Cuando una persona experimenta la sensación de querer estornudar pero no logra hacerlo, acompañada de lagrimeo intenso, suele deberse a una estimulación excesiva de las vías respiratorias superiores y del sistema nervioso parasimpático. Esta combinación —estornudo inhibido y secreción lacrimal refleja— es frecuente en procesos alérgicos (como rinitis alérgica), infecciones virales de las vías respiratorias altas (por ejemplo, resfriado común o rinofaringitis), exposición a irritantes ambientales (humo, polvo, perfumes intensos) o cambios bruscos de temperatura o humedad.
El lagrimeo ocurre porque el nervio trigémino —que inerva tanto la mucosa nasal como la conjuntiva ocular— activa un reflejo cruzado: la irritación nasal desencadena una respuesta lacrimal refleja, incluso sin que se produzca el estornudo completo. En algunos casos, la obstrucción nasal parcial (por edema mucoso o secreción espesa) impide la generación adecuada de la presión intratorácica y faríngea necesaria para ejecutar el estornudo, lo que perpetúa la sensación de «estornudo atrapado».

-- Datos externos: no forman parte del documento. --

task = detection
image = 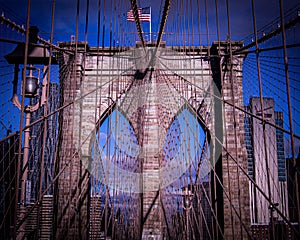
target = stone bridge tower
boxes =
[54,42,250,239]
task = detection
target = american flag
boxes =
[127,7,151,22]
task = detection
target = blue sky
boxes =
[0,0,298,45]
[0,0,300,152]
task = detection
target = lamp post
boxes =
[182,185,194,240]
[5,27,55,239]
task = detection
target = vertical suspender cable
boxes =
[14,0,31,239]
[251,0,275,239]
[226,0,243,239]
[279,0,300,236]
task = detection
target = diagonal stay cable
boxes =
[130,0,145,48]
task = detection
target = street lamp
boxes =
[181,184,194,239]
[4,24,56,238]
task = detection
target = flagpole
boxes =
[149,6,152,43]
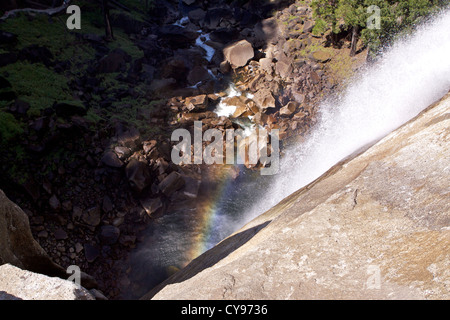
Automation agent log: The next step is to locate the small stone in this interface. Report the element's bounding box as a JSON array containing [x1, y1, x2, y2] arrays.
[[102, 151, 123, 168], [84, 243, 100, 262], [158, 171, 185, 197], [99, 226, 120, 245], [75, 242, 83, 253], [102, 196, 114, 212], [81, 206, 101, 227], [141, 198, 162, 216], [53, 228, 68, 240], [38, 230, 48, 238], [48, 195, 61, 211]]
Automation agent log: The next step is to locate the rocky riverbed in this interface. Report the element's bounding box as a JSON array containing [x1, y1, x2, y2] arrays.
[[0, 0, 366, 299]]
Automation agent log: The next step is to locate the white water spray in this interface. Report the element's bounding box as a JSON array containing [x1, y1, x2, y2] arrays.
[[236, 11, 450, 225]]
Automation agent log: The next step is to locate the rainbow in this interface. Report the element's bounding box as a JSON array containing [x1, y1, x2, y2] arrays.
[[186, 165, 239, 264]]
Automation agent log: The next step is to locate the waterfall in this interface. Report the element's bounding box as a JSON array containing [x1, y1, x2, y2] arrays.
[[234, 11, 450, 230]]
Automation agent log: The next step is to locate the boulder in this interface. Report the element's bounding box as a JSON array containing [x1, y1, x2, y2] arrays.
[[187, 66, 211, 86], [184, 94, 208, 111], [223, 40, 255, 69], [280, 101, 298, 116], [98, 225, 120, 245], [0, 264, 95, 300], [253, 88, 275, 110], [125, 159, 152, 193], [97, 48, 131, 73], [144, 94, 450, 300], [53, 102, 87, 118], [0, 190, 65, 279], [141, 198, 163, 216], [18, 44, 53, 67], [312, 50, 331, 63], [188, 8, 206, 23], [101, 150, 123, 168], [158, 171, 185, 197], [0, 52, 18, 68], [0, 30, 17, 44], [81, 206, 102, 227], [259, 58, 273, 75]]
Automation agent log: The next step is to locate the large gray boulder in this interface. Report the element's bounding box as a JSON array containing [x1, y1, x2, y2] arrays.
[[0, 190, 65, 276], [144, 94, 450, 299], [0, 264, 95, 300], [223, 40, 255, 69]]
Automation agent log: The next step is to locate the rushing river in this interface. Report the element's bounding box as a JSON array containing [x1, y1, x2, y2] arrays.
[[118, 8, 450, 298]]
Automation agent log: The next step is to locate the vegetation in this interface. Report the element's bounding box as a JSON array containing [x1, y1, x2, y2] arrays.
[[312, 0, 450, 55]]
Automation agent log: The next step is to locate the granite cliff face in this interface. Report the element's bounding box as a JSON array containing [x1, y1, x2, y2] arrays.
[[143, 94, 450, 299]]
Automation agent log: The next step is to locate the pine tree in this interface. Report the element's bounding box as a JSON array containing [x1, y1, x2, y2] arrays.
[[312, 0, 450, 55]]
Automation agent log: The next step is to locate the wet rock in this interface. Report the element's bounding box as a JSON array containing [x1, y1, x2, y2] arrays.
[[48, 195, 61, 211], [114, 146, 131, 160], [259, 58, 273, 74], [102, 196, 114, 213], [188, 8, 206, 23], [158, 171, 185, 197], [19, 45, 53, 67], [75, 242, 83, 253], [53, 228, 68, 240], [99, 226, 120, 245], [141, 198, 163, 216], [81, 206, 101, 227], [158, 25, 198, 49], [116, 125, 141, 151], [84, 243, 100, 262], [8, 100, 30, 115], [275, 58, 292, 78], [312, 50, 331, 63], [223, 40, 255, 69], [187, 66, 211, 85], [309, 71, 320, 84], [53, 102, 86, 118], [142, 140, 157, 153], [185, 94, 208, 111], [0, 52, 17, 68], [253, 88, 275, 110], [97, 48, 131, 73], [150, 78, 177, 94], [303, 20, 315, 33], [0, 264, 95, 300], [280, 101, 298, 116], [0, 30, 17, 44], [38, 230, 48, 238], [0, 190, 64, 279], [219, 61, 231, 74], [125, 159, 152, 193], [119, 235, 136, 247], [101, 150, 123, 168]]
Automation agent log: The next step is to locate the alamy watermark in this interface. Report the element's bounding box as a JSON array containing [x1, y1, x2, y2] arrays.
[[366, 5, 381, 30], [66, 5, 81, 30], [366, 264, 381, 290], [66, 265, 81, 286], [171, 121, 280, 175]]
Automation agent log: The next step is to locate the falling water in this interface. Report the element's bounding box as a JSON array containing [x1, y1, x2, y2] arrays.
[[124, 12, 450, 297], [235, 11, 450, 228]]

Para aliviar estos síntomas, se recomienda: humidificar el ambiente con vapor tibio (por ejemplo, inhalaciones suaves con agua caliente, sin añadir aceites esenciales si hay antecedentes de hipersensibilidad); realizar lavados nasales con solución salina isotónica para despejar secreciones y reducir la inflamación local; evitar desencadenantes conocidos (alérgenos, humo de tabaco, productos de limpieza volátiles); y, si los síntomas persisten más de 7–10 días, empeoran o se acompañan de fiebre, dolor facial unilateral, secreción nasal purulenta o pérdida del olfato, debe valorarse la posibilidad de sinusitis bacteriana u otra patología subyacente que requiera evaluación médica especializada.